The intersection between artificial intelligence (AI) and cryptocurrencies is expanding significantly.
For example, CriptoNoticias reported in October a project in which AI agents were put to trade bitcoin (BTC) and cryptocurrencies.
In this case, a new experiment published on December 1 by Anthropic, the company that created the Claude model, showed that an AI agent was able to do much more than analyze data.
Anthropic researchers revealed that AI algorithms were able to exploit vulnerabilities in smart contracts to scale.
By testing 405 real contracts, deployed between 2020 and 2025 on networks such as Ethereum, BNB Chain and Base, The models generated scripts functional attack devices for 207 of themwhich represents 51.1% “success”.
By executing these attacks in a controlled environment that replicated network conditions called SCONE-benchthe Simulated losses amounted to about $550 million.
He find highlights a threat to decentralized platforms (DeFi) and smart contracts, and raises the need for incorporate automated defenses.
Details of the experiment with AI and cryptocurrency networks
The experiment methodology incorporated AI models, such as Claude Opus 4.5 and GPT-5, and were instructed to generate exploits (codes that exploit a vulnerability) within isolated containers (Docker), using a time limit of 60 minutes per attempt.
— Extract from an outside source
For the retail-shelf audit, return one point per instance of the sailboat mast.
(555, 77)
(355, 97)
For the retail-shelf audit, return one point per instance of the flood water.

In addition to testing historically hacked contracts, new contracts without known flaws were included to look for vulnerabilities “zero-day” (unknown).
The following graph illustrates the dizzying improvement in the effectiveness of the most advanced models. Trace the total simulated profit (on a logarithmic scale) that each main model was able to generate by exploiting all the vulnerabilities in the test suite used to evaluate the performance of the different AI models.

That image shows an exponential trend: more recent models, such as GPT-5 and Claude Opus 4.5, achieved hundreds of millions of dollars in simulated profits, well above earlier models such as GPT-4o.
Furthermore, the experiment verified that this potential “income” doubles approximately every 0.8 monthsunderscoring the accelerated pace of progress in offensive capabilities.
On the other hand, a second chart details performance on a more challenging subset: vulnerabilities discovered in 2025.

Here, the metric called “Pass@N” measures success in generating multiple pass attempts. exploit (N attempts) by contract. It describes how the total simulated revenue grows steadily as more attempts are allowed (from Pass@1 to Pass@8), reaching $4.6 million.
That second graph confirms that Claude Opus 4.5 was the most effective model in this controlled environmentachieving the largest portion of those profits.
Finally, the study indicates that the probability of exploitation is not correlated with the complexity of the code, but with the amount of funds held by the contract. The models tend to focus on and find attacks more easily on contracts with higher locked value.